Another big righty that pitches to contact will be on the mound for the Wildcats

Nathan Bannister became the most recognizable name on the Arizona Wildcats’ pitching staff last year, but 2016 was his last in Tucson, and has now departed for professional baseball.

Arizona currently has ten (!) guys that the coaching staff is comfortable starting and pitching extended innings, meaning they could throw 90 pitches in the opening weekend.

One of them is Tylor Megill, a junior college transfer from Cypress College.

When Megill takes the mound at Hi Corbett, fans will notice the big body (6-foot-6, 240 pounds), but he’s not going to overpower hitters, much like Bannister (6-foot-3, 235) did last year.

“He’s got four B+ pitches, but he’s got A+ command,” Arizona pitching coach Dave Lawn said of Megill. “It is very similar (to Bannister). Their variety of pitches and because they throw strikes, and with all those pitches, they don’t have to give in and tube a fastball 2-1 all the time. That’s what made Nate and JC (Cloney) good, is that they could throw something else in there and steal a strike in a count that called for a fastball.”

Megill and Bannister are also both right-handers.

“I’m a big strike thrower I believe, and I can command the fastball, changeup, and slider,” Megill explained. “I’d say I pitch more for contact just because I throw a lot of strikes. I think where my strong suit is is throwing a lot of strikes, getting ground balls, and letting my defense work, but I do have stuff that can put away batters.”

Much like many Arizona players this year, Megill has experience at the NCAA level already, spending his freshman season at Loyola Marymount. He threw 57 innings there and posted a 6-3 record.

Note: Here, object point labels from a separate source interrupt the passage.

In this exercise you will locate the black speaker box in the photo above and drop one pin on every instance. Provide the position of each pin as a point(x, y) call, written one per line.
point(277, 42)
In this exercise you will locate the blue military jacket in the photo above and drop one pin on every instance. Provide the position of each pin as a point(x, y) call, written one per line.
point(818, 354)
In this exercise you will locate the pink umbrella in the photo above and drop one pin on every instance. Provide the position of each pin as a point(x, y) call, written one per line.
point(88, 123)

He was recruited to San Diego by current Arizona head coach Jay Johnson, but opted to attend LMU and play with his brother Trevor.

“Being able to play with my brother like no other kid can say,” Tylor said about heading to Marymount. “It’s a pretty cool experience, so I enjoyed it.”

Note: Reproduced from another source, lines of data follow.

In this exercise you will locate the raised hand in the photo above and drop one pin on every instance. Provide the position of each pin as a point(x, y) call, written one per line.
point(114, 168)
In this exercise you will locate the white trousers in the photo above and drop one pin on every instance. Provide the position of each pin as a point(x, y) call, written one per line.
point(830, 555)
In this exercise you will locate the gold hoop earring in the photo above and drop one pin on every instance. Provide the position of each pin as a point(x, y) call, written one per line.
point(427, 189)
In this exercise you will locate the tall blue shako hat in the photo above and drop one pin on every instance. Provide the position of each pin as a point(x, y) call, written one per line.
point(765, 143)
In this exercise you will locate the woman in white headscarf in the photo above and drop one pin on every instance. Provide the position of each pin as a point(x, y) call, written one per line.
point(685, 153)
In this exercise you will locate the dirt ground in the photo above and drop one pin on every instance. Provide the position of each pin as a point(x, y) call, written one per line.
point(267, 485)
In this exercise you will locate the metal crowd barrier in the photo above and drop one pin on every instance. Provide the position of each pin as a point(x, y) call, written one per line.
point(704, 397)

Tylor ended up transferring to Cypress, where he went 11-3 in 101 23 innings last season.

“They really got me in step with where I am now,” Megill said of what the Cypress coaches were able to do for him. “I’d say my coaches had a big influence on me.”

Since joining the Wildcats, Lawn’s unique throwing program has allowed Megill to see a slight improvement in his fastball velocity, moving it closer to the 89-91 MPH range on a consistent basis.

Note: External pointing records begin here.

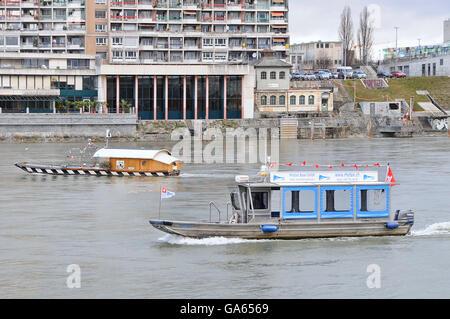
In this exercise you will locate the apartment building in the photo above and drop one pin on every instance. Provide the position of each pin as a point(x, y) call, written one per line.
point(176, 59)
point(147, 31)
point(447, 30)
point(196, 31)
point(45, 26)
point(316, 55)
point(34, 82)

While there is no set “weekend rotation” as the team heads into the beginning of the year, Megill believes he can pitch his way into that group of pitchers.

“I feel the way I’ve been pitching that hopefully I can make it into the weekend rotation, so that’s what I’m striving for,” he said about the current situation. “Nothing’s set in stone yet, but we’re all still competing to see what we can do.”

As he approaches the season, Megill is looking to get better command of his fourth pitch, which is a curveball.

“That’s the pitch I’m struggling with the most right now,” he said after a week and a half of spring practice. “I’m a four-pitch guy, and I have a good feel for the fastball, change, and slider, but I’m still looking for the curveball right now, so I’m gonna see if it comes along.”

He also said that he considers the slider his “out pitch”, and that he can actually throw both the 2-seam and 4-seam fastball, which could translate into five different pitches he can use.

The righty/lefty combo of Bannister and JC Cloney worked well for most of the season for Arizona last year, and the addition of Megill allows the team to kind of keep that together in 2017. Cloney seems to be in line to be a weekend starting guy right away, so it’s up to Megill to get up to that level and make that kind of tandem happen again.

Arizona begins the 2017 season Friday night at 6 PM when they host Eastern Kentucky at Hi Corbett.